Although most recently, several new green financing solutions such as green bonds, green banks, green credit guarantee, carbon taxation, carbon trade, village funds, community trust funds have been established in different countries, the aforementioned data shows that these are not sufficient, and alternative ways to finance projects are required. (Hyun, Park and Tian, 2020, Taghizadeh-Hesary and Yoshino, 2019; 2020)

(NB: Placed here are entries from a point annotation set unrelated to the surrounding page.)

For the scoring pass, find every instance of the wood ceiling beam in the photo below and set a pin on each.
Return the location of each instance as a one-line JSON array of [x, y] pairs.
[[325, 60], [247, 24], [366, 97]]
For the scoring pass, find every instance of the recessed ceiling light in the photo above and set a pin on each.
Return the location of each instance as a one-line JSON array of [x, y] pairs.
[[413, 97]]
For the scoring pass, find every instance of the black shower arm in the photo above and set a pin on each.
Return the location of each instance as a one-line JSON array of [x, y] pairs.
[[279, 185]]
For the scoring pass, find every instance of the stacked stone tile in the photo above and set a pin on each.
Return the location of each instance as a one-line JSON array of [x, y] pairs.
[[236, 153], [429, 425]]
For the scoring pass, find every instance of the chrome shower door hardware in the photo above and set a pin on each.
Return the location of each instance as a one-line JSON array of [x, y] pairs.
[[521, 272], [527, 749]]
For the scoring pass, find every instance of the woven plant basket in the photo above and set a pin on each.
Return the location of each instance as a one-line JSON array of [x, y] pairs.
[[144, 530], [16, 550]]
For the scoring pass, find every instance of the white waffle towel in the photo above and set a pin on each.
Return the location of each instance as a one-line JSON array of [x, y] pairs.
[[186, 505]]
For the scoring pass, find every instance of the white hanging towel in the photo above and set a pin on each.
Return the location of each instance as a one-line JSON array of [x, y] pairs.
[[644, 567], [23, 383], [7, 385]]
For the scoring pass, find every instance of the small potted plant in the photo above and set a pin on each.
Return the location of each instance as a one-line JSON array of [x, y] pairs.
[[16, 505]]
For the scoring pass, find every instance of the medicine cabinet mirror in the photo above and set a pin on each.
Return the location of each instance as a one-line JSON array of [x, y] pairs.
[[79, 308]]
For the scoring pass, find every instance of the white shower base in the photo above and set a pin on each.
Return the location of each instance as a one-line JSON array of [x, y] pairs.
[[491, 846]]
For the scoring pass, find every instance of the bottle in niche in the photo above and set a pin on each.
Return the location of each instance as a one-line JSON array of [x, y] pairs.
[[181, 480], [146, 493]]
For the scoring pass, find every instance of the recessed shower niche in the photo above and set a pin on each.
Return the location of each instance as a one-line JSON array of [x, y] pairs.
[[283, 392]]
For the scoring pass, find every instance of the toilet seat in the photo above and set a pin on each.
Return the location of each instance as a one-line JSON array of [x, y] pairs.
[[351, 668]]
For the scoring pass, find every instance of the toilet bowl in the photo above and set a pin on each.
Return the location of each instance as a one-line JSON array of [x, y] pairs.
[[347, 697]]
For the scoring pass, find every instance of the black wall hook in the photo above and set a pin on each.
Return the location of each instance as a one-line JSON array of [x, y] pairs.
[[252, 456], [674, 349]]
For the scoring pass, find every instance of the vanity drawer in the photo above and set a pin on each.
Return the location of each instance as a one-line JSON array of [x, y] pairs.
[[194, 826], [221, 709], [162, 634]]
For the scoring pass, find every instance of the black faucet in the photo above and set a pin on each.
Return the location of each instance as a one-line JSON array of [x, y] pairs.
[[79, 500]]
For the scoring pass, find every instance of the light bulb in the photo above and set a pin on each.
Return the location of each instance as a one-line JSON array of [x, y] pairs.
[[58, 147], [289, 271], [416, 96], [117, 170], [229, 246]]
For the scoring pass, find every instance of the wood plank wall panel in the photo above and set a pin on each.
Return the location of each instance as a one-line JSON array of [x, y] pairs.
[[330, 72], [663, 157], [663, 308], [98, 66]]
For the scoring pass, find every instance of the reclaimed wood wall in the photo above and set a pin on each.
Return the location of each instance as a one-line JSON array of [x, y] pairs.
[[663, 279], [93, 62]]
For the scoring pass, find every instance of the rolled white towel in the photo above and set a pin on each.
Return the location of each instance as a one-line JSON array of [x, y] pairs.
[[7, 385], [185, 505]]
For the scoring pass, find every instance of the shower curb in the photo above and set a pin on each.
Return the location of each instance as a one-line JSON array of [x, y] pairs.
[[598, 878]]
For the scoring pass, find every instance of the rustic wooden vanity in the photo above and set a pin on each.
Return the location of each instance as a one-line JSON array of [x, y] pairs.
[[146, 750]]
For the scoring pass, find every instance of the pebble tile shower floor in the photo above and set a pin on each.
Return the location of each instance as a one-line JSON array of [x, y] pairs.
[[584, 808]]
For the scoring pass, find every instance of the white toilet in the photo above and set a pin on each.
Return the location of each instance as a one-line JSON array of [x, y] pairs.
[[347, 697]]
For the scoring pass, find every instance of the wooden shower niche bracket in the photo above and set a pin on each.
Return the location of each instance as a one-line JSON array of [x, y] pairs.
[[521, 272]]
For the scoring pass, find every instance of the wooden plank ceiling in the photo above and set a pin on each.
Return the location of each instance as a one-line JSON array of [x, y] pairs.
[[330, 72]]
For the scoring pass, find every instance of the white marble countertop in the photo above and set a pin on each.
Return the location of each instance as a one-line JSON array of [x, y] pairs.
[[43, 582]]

Technological innovation is already offering sustainability solutions across the financial system’s five core functions: moving value, storing value, exchanging value, funding value creation; and managing value at risk. (UNDP, 2019). Increasing transparency, accountability, decentralization of the financial system, improving risk management, increasing competition, lowering the costs and improving efficiency, increasing the speed, increasing cross-sectoral collaboration and integration are the features that the financial technology (FinTech) can provide (UNDP, 2016). Artificial intelligence (AI), distributed ledger technologies (DLT) or blockchain, peer-to-peer lending platforms, big data,  internet-based and mobile-based payments, Internet of Things (IoT), matchmaking platforms including crowdlending, tokenizing green assets are potential means to scale up the green finance for achieving the SDGs (Yoshino, Schlosser and Taghizadeh-Hesary, 2020). According to UNEP (2018), AI could lift global GDP by US$15-20 trillion by 2030. Securing the resilience of such an achievement, notably its environmental and social sustainability, may well be accomplished by digitalizing finance or ‘digital finance.’

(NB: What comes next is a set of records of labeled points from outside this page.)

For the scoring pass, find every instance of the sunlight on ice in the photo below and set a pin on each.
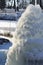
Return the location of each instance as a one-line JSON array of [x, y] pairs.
[[27, 43]]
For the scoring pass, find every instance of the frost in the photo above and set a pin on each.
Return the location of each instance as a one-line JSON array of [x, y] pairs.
[[28, 37]]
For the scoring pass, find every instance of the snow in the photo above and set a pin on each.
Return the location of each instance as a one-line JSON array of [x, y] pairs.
[[5, 46], [28, 38], [3, 52]]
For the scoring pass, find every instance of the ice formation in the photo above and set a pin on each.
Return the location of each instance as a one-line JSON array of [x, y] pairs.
[[28, 38]]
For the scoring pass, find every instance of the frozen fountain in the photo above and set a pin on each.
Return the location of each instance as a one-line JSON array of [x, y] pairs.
[[35, 2], [28, 39]]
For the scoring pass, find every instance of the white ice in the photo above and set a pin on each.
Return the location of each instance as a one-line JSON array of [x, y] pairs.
[[28, 37]]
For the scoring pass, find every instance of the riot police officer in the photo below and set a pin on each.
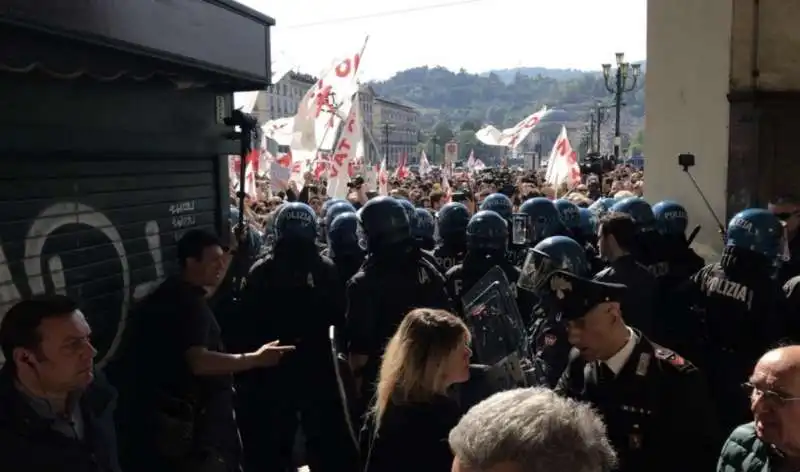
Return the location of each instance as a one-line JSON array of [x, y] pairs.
[[394, 279], [645, 392], [650, 251], [503, 206], [549, 343], [411, 213], [672, 221], [294, 294], [740, 307], [331, 213], [423, 229], [571, 216], [343, 245], [451, 226], [487, 240]]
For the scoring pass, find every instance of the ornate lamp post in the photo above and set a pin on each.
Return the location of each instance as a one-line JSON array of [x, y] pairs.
[[618, 83]]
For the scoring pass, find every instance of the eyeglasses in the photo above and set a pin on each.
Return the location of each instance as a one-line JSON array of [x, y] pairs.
[[776, 398]]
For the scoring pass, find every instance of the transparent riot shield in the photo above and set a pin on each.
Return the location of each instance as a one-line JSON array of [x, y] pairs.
[[498, 333]]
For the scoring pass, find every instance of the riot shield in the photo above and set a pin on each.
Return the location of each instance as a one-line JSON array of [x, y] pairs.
[[339, 365], [498, 333]]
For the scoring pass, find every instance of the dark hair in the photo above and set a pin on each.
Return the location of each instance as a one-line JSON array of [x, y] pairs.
[[621, 226], [20, 327], [193, 243]]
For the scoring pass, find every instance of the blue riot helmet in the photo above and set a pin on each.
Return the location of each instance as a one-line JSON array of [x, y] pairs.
[[601, 206], [588, 224], [551, 254], [500, 204], [452, 221], [335, 210], [541, 220], [343, 235], [569, 214], [329, 203], [383, 222], [487, 231], [639, 210], [671, 218], [759, 231], [423, 227], [409, 208], [296, 221]]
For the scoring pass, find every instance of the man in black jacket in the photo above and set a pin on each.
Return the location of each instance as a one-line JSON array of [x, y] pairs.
[[54, 416]]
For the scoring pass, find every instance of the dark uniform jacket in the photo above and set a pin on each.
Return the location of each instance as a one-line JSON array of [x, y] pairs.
[[28, 442], [657, 409]]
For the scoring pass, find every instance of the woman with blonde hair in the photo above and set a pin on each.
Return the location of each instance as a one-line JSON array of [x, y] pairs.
[[412, 414]]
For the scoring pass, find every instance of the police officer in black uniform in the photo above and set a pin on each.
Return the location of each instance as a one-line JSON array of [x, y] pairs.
[[344, 247], [503, 206], [416, 228], [394, 279], [617, 242], [451, 226], [331, 213], [740, 308], [571, 216], [423, 228], [656, 404], [294, 295], [548, 337], [487, 240]]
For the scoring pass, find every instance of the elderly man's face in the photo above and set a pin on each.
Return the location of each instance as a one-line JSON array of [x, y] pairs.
[[775, 399]]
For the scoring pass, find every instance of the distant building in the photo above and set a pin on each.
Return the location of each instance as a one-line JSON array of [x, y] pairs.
[[395, 127], [282, 99]]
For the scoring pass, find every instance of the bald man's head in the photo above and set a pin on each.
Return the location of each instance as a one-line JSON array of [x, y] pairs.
[[775, 398]]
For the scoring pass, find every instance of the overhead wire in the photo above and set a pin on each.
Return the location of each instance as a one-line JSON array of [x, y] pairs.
[[385, 13]]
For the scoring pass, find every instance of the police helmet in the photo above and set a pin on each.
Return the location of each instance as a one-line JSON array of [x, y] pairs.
[[551, 254], [601, 206], [500, 204], [569, 214], [329, 203], [671, 217], [759, 231], [343, 234], [542, 219], [639, 210], [452, 220], [588, 223], [383, 221], [487, 231], [335, 210], [296, 221], [423, 226]]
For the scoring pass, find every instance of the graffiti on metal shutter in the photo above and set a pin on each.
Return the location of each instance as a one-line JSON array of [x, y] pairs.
[[36, 268]]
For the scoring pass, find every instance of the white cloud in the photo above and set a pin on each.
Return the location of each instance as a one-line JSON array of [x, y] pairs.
[[478, 36]]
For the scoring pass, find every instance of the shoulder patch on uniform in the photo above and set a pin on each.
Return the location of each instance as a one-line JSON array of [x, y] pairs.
[[672, 357]]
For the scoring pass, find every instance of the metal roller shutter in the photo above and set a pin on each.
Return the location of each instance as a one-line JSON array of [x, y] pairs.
[[101, 231]]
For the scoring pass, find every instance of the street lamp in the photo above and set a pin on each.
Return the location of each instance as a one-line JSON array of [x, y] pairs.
[[625, 70]]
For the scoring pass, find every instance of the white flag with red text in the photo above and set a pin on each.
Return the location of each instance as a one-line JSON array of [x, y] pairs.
[[511, 137], [348, 150], [563, 166]]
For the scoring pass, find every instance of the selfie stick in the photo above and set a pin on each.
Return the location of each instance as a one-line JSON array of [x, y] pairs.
[[705, 200]]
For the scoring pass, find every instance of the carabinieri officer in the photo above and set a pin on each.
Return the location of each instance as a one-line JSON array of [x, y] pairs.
[[654, 402]]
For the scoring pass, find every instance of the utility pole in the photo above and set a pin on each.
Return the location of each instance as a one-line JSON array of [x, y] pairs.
[[618, 84]]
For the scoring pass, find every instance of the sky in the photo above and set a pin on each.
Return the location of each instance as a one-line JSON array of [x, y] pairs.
[[477, 35]]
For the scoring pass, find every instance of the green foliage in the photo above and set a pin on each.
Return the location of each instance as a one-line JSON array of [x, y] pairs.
[[451, 103]]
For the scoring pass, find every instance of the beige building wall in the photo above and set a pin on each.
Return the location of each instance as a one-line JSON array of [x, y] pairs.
[[688, 70]]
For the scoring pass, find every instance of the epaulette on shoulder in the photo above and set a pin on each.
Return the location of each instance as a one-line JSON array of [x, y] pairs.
[[672, 358]]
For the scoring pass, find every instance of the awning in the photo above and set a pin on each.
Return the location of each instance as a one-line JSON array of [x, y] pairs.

Against this background, Tokai University and Yonsei University are organizing call-for-papers to receive high-quality empirical, theoretical, or case study papers to be published in a book volume titled “Green Digital Finance for Achieving Sustainable Development Goals” by Springer Nature and indexed in Scopus.

・Deadline for submission of the extended abstracts (1000 words:) May 31, 2021.
・Announcement of the acceptance: June 10, 2021
・Date of webinar: June 30, 2021
・Deadline for submission of the full papers: July 31, 2021.